En la jornada nocturna del 'Supersábado' le tocó el turno al doble masculino, en cuyas semifinales no se había colado ninguno de los primeros cuatro cabezas de serie. La pareja formada por el austriaco Jurgen Melzer y el alemán Philipp Petzschner (9º) conquistó su segundo Grand Slam -tras coronarse el año pasado en Wimbledon sin ser cabezas de serie- al arrollar en 48 minutos a los polacos Mariusz Fyrstenberg y Marcin Matkowski (6º) por un doble 6-2. Los sextos favoritos notaron los nervios de disputar su primera final de un 'grande' en 29 participaciones: sólo se adjudicaron un punto de los primeros 17 en juego y cedieron un 4-0 en la primera manga en apenas 8 minutos. La dupla centroeuropea recurrió al servicio -ganaron el 88% con sus primeros- y la consistencia de sus golpes -23 'winners' por sólo 7 errores no forzados- para alzarse con su tercer título de la temporada.

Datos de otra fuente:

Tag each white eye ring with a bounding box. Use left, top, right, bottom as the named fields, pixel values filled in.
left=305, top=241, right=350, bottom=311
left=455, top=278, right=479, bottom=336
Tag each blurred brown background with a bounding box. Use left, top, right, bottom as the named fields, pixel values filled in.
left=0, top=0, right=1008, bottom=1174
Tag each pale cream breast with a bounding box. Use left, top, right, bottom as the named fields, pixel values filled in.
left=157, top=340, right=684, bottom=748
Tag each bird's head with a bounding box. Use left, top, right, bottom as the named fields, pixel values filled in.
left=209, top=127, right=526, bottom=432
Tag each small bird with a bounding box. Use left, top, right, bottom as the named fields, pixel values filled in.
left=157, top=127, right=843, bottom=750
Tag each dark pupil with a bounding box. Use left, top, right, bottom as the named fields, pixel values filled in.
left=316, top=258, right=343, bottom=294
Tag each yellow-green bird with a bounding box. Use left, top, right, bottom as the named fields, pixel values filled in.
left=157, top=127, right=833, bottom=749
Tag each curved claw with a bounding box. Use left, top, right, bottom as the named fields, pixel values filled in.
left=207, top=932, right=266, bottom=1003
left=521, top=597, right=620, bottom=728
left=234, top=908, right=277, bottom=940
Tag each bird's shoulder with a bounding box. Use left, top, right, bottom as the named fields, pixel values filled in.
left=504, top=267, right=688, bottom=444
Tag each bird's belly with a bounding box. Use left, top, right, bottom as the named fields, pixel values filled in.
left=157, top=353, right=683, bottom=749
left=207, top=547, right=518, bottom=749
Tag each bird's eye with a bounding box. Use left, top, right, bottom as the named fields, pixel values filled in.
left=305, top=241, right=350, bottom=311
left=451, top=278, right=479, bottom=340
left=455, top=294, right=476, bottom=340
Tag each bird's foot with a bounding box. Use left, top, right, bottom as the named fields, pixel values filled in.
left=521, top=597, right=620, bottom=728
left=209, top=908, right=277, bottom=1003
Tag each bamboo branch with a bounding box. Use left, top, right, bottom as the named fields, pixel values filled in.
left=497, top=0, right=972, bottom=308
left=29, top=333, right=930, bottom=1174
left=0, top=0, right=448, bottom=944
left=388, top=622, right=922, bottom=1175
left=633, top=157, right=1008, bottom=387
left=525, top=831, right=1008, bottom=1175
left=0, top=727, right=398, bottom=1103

Los juniors favoritos, sorprendidos
De vuelta a este inusual domingo repleto de finales hay que destacar las derrotas de los números uno en los individuales de categoría junior. Oliver Golding (nº 13) se convirtió en el primer tenista juvenil británico en coronarse campeón desde Andy Murray en 2004 tras derrotar al checo Jiri Vasely por 5-7, 6-3 y 6-4, mientras que la estadounidense Grace Min se proclamó campeona sin ceder un solo set en el torneo a costa de la francesa Caroline Garcia por 7-5 y 6-3 (3). En las modalidades de dobles se coronaron los alemanes Robin Kern y Julian Lenz y el dúo formado por la rusa Irina Khromacheva y la holandesa Demi Schuurs.